Rising Oil Prices Are Greasing The Trade Gap
Friday, June 09, 2006LINDA O`BRYON: The U.S. trade gap widened in April, after two months of declines, thanks to higher oil prices and growing imports from China. Still, the increase was less than most analysts expected. And as Stephanie Dhue reports, there are some positive trends in the numbers for American manufacturers.

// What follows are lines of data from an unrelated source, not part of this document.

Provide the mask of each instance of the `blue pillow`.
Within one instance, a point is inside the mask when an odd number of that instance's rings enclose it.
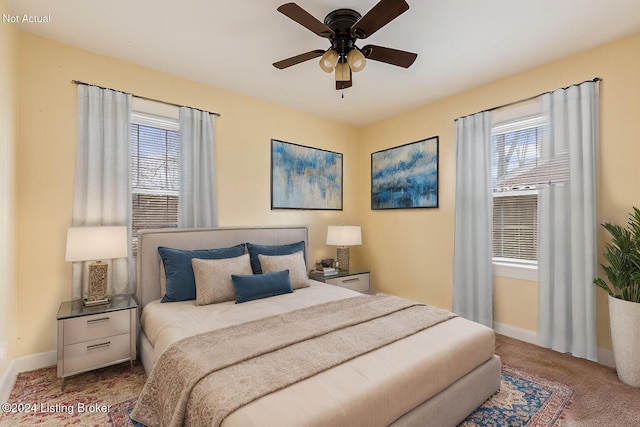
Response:
[[[236,291],[236,304],[293,292],[289,270],[248,276],[232,274],[231,280]]]
[[[304,256],[304,241],[272,246],[247,243],[247,250],[249,251],[249,257],[251,259],[251,269],[253,270],[253,274],[262,274],[262,267],[260,266],[258,255],[291,255],[296,252],[302,252],[303,258],[306,259]]]
[[[196,299],[196,279],[191,260],[235,258],[244,254],[244,243],[230,248],[182,249],[158,247],[167,276],[167,293],[162,302],[189,301]]]

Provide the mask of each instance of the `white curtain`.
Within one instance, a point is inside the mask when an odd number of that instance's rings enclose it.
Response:
[[[218,225],[211,113],[180,108],[180,202],[178,226]]]
[[[492,327],[491,113],[456,120],[453,311]]]
[[[131,95],[78,85],[73,226],[127,225],[131,229],[130,127]],[[135,274],[131,257],[107,262],[111,263],[109,294],[133,292]],[[87,265],[73,263],[74,299],[87,293]]]
[[[550,117],[543,160],[569,153],[569,181],[544,187],[539,204],[538,341],[597,360],[596,155],[598,84],[542,95]]]

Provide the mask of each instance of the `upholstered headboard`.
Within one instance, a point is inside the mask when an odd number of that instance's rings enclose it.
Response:
[[[307,227],[221,227],[207,229],[142,230],[138,233],[136,300],[144,308],[162,298],[159,246],[175,249],[213,249],[240,243],[282,245],[304,241],[307,266],[309,242]]]

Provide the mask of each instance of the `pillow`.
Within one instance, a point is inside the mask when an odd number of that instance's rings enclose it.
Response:
[[[236,291],[236,304],[293,292],[287,270],[244,276],[232,274],[231,280]]]
[[[258,255],[262,271],[273,273],[275,271],[289,270],[289,279],[293,289],[306,288],[309,286],[307,277],[307,267],[304,263],[302,252],[291,255]]]
[[[234,258],[244,254],[244,243],[230,248],[182,250],[158,247],[166,276],[167,291],[162,302],[196,299],[196,281],[191,260]]]
[[[251,268],[253,268],[253,274],[260,274],[262,273],[262,268],[260,267],[258,255],[289,255],[299,251],[304,253],[304,241],[289,243],[287,245],[272,246],[247,243],[247,250],[249,251],[249,255],[251,255]]]
[[[196,278],[196,305],[233,301],[232,274],[252,274],[249,254],[236,258],[191,260]]]

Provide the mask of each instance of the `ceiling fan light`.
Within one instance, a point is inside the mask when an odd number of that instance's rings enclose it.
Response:
[[[357,73],[358,71],[362,71],[365,65],[367,65],[367,60],[365,59],[362,52],[354,47],[347,54],[347,63],[349,63],[351,71]]]
[[[338,63],[338,52],[333,49],[327,50],[320,58],[320,68],[325,73],[331,73]]]
[[[340,62],[336,65],[336,81],[337,82],[348,82],[351,80],[351,70],[349,69],[349,64],[346,62]]]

STEPHANIE DHUE, NIGHTLY BUSINESS REPORT CORRESPONDENT: The gap between what the U.S. sells overseas and buys from other countries rose to over $63 billion in April, a 2.5 percent increase from March, but still lower than the $65 billion deficit analysts predicted. The tab for foreign oil accounted for almost all of the increase in that gap. Crude oil topped $75 a barrel in April. While that widened the trade gap, it actually may help domestic manufacturers take back market share from importers.

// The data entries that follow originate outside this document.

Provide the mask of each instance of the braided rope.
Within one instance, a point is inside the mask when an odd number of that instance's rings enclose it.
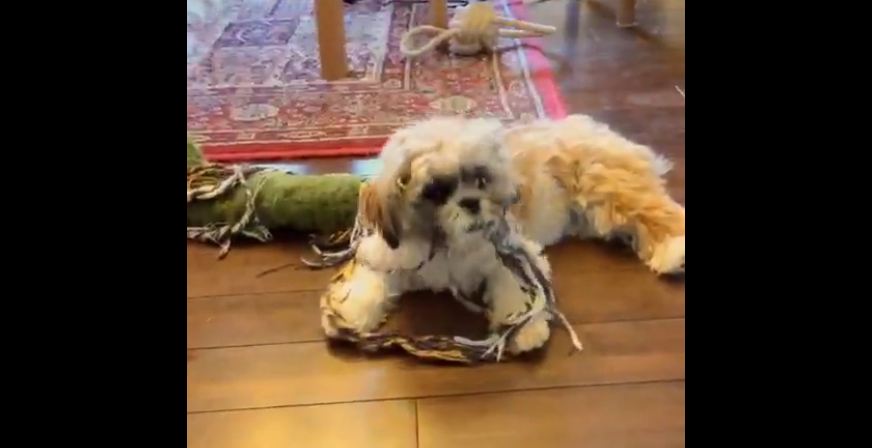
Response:
[[[372,233],[371,224],[367,223],[358,212],[354,229],[342,235],[348,237],[346,249],[330,252],[321,250],[317,244],[313,244],[312,249],[320,260],[304,259],[304,263],[310,267],[324,268],[344,262],[345,265],[334,275],[331,283],[349,281],[358,264],[354,255],[360,240]],[[330,326],[337,331],[337,334],[334,335],[335,338],[349,341],[366,352],[399,348],[418,358],[471,364],[481,361],[501,361],[509,339],[536,316],[548,313],[556,317],[569,333],[573,348],[581,351],[583,349],[581,340],[566,316],[558,309],[550,280],[533,261],[533,255],[516,239],[517,237],[511,231],[509,223],[503,219],[498,225],[488,230],[488,237],[502,264],[522,285],[522,289],[528,295],[528,301],[524,312],[510,316],[499,329],[492,332],[486,339],[473,340],[450,335],[409,336],[397,333],[359,333],[353,325],[345,321],[338,310],[339,304],[344,302],[347,297],[338,297],[329,292],[325,292],[321,296],[322,318],[330,322]],[[432,250],[433,247],[431,247]],[[469,301],[459,295],[454,288],[452,288],[452,294],[458,299],[464,299],[461,300],[461,303]]]
[[[241,187],[245,192],[245,212],[232,223],[212,223],[202,227],[188,226],[188,239],[215,243],[220,247],[218,258],[224,258],[230,251],[230,242],[235,235],[245,235],[261,242],[272,239],[272,234],[260,222],[255,212],[255,200],[264,180],[261,179],[254,189],[246,184],[246,175],[264,171],[262,168],[243,165],[224,167],[209,164],[188,169],[187,184],[188,203],[209,201],[234,191]]]
[[[456,11],[447,29],[420,25],[407,31],[400,40],[400,51],[408,57],[416,57],[450,41],[451,52],[470,56],[482,49],[493,50],[499,37],[539,37],[557,31],[553,26],[498,16],[486,3],[472,3]],[[415,48],[412,38],[419,34],[435,34],[435,37]]]

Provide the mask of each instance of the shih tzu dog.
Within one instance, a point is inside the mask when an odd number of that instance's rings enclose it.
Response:
[[[500,226],[546,277],[542,246],[567,236],[620,238],[655,272],[684,269],[684,208],[662,179],[669,163],[588,117],[510,128],[435,118],[397,131],[381,157],[359,205],[373,231],[322,297],[340,317],[322,319],[330,337],[374,331],[413,290],[450,291],[494,331],[529,311],[529,285],[495,252]],[[507,350],[542,346],[552,317],[525,320]]]

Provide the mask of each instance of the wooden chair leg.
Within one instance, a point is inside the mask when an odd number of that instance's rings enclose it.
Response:
[[[618,26],[629,28],[636,26],[636,0],[620,0],[618,5]]]
[[[348,76],[342,0],[315,0],[321,77],[333,81]]]
[[[430,24],[439,28],[448,28],[447,0],[430,0]]]

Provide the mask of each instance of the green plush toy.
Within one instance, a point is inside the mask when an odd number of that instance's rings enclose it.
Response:
[[[188,138],[188,169],[202,164],[203,153],[201,153],[200,148],[197,148],[197,145]]]
[[[220,245],[222,257],[236,235],[269,241],[270,230],[330,235],[350,229],[363,183],[349,174],[210,164],[190,139],[187,171],[188,238]]]

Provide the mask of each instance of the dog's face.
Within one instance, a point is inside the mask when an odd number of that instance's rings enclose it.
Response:
[[[434,231],[462,243],[502,219],[517,193],[501,131],[495,120],[439,118],[390,138],[362,205],[389,246]]]

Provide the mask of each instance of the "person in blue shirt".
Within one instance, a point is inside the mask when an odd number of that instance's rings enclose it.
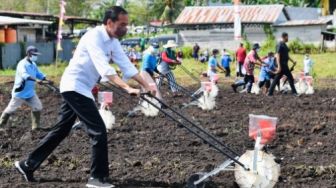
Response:
[[[208,61],[208,77],[210,80],[213,80],[213,76],[217,74],[217,67],[224,71],[223,67],[221,67],[217,62],[217,55],[219,51],[217,49],[212,50],[212,56]]]
[[[32,109],[32,130],[36,130],[40,127],[42,103],[35,93],[35,83],[42,83],[42,81],[47,83],[52,82],[48,81],[46,76],[36,66],[38,55],[40,55],[37,48],[28,46],[26,54],[27,56],[22,59],[16,67],[12,98],[1,114],[0,127],[6,125],[10,115],[24,103]]]
[[[232,59],[230,57],[230,54],[226,51],[226,49],[223,49],[223,55],[222,55],[222,67],[225,69],[225,77],[230,77],[231,70],[230,70],[230,63],[232,62]]]
[[[276,71],[276,63],[273,52],[268,53],[267,57],[264,59],[264,63],[265,64],[263,64],[260,69],[258,85],[260,88],[265,85],[264,93],[266,94],[271,86],[271,77]]]
[[[154,72],[159,73],[157,69],[157,61],[159,53],[159,45],[153,43],[149,48],[144,51],[144,55],[142,58],[142,71],[146,71],[152,77],[154,76]]]

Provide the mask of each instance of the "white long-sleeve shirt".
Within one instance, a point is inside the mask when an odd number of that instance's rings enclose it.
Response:
[[[110,38],[104,26],[89,30],[80,39],[74,56],[63,73],[61,93],[75,91],[94,99],[91,90],[98,79],[106,79],[106,76],[116,74],[115,69],[109,65],[110,60],[119,66],[125,79],[138,73],[119,40]]]

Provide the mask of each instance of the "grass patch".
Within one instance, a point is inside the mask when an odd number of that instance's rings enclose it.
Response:
[[[261,54],[265,55],[265,54]],[[303,70],[303,55],[292,54],[291,57],[298,62],[294,74],[299,74]],[[314,62],[313,72],[316,79],[333,79],[336,78],[336,53],[323,53],[323,54],[312,54],[310,55]],[[220,62],[220,58],[218,58]],[[66,68],[67,63],[58,63],[57,67],[55,65],[40,65],[40,70],[46,74],[48,77],[55,78],[58,81]],[[195,62],[192,58],[187,58],[183,60],[183,66],[186,67],[194,76],[199,77],[201,72],[207,71],[207,63]],[[235,64],[231,64],[231,76],[235,76]],[[258,75],[259,70],[256,70],[256,75]],[[174,73],[177,79],[184,85],[195,84],[196,82],[191,79],[181,68],[176,68]],[[0,70],[0,75],[10,78],[15,75],[15,70],[6,69]],[[223,73],[220,73],[220,77],[224,77]],[[11,80],[12,80],[11,79]],[[1,78],[1,80],[4,80]]]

CHARLES MCMILLION, PRESIDENT AND CHIEF ECONOMIST, MBG INFORMATION SERVICES: Some producers of goods, at least, may be beginning to reconsider their global sourcing models. Those models were developed during a time of very cheap oil and cheap transportation.
DHUE: Imports of Chinese furniture, toys and electronics helped grow the politically sensitive trade deficit with China. But there are some signs the trade gap in manufactured goods, which make up two-thirds of the trade deficit is stabilizing. The U.S. trade gap with the European Union narrowed more than 7.2 percent to $9.4 billion.
FRANK VARGO, VP INTERNATIONAL ECONOMIC AFFAIRS, NATIONAL ASSOCIATION OF MANUFACTURERS: If we are reading the trends correctly, and the manufacturing balance is turning, that would be good news for the third quarter or the fourth quarter of this year.
DHUE: The dollar rallied this morning on news of the better-than- expected trade numbers. But analysts say the currency markets aren`t discounting the risk of the trade deficit.
ALEX BEUZELIN, SENIOR MARKET ANALYST, RUESCH INTERNATIONAL: This is still seen as one of the key risks facing the U.S. dollar over the medium and longer term, but I think that the trade deficit is not seen as quite the risk for the dollar here in the short term, given the markets` renewed focus on the Federal Reserve.
DHUE: A softer dollar would help lower the trade deficit and analysts expect the dollar to weaken once the Federal Reserve takes a pause raising rates. Stephanie Dhue, NIGHTLY BUSINESS REPORT, Washington.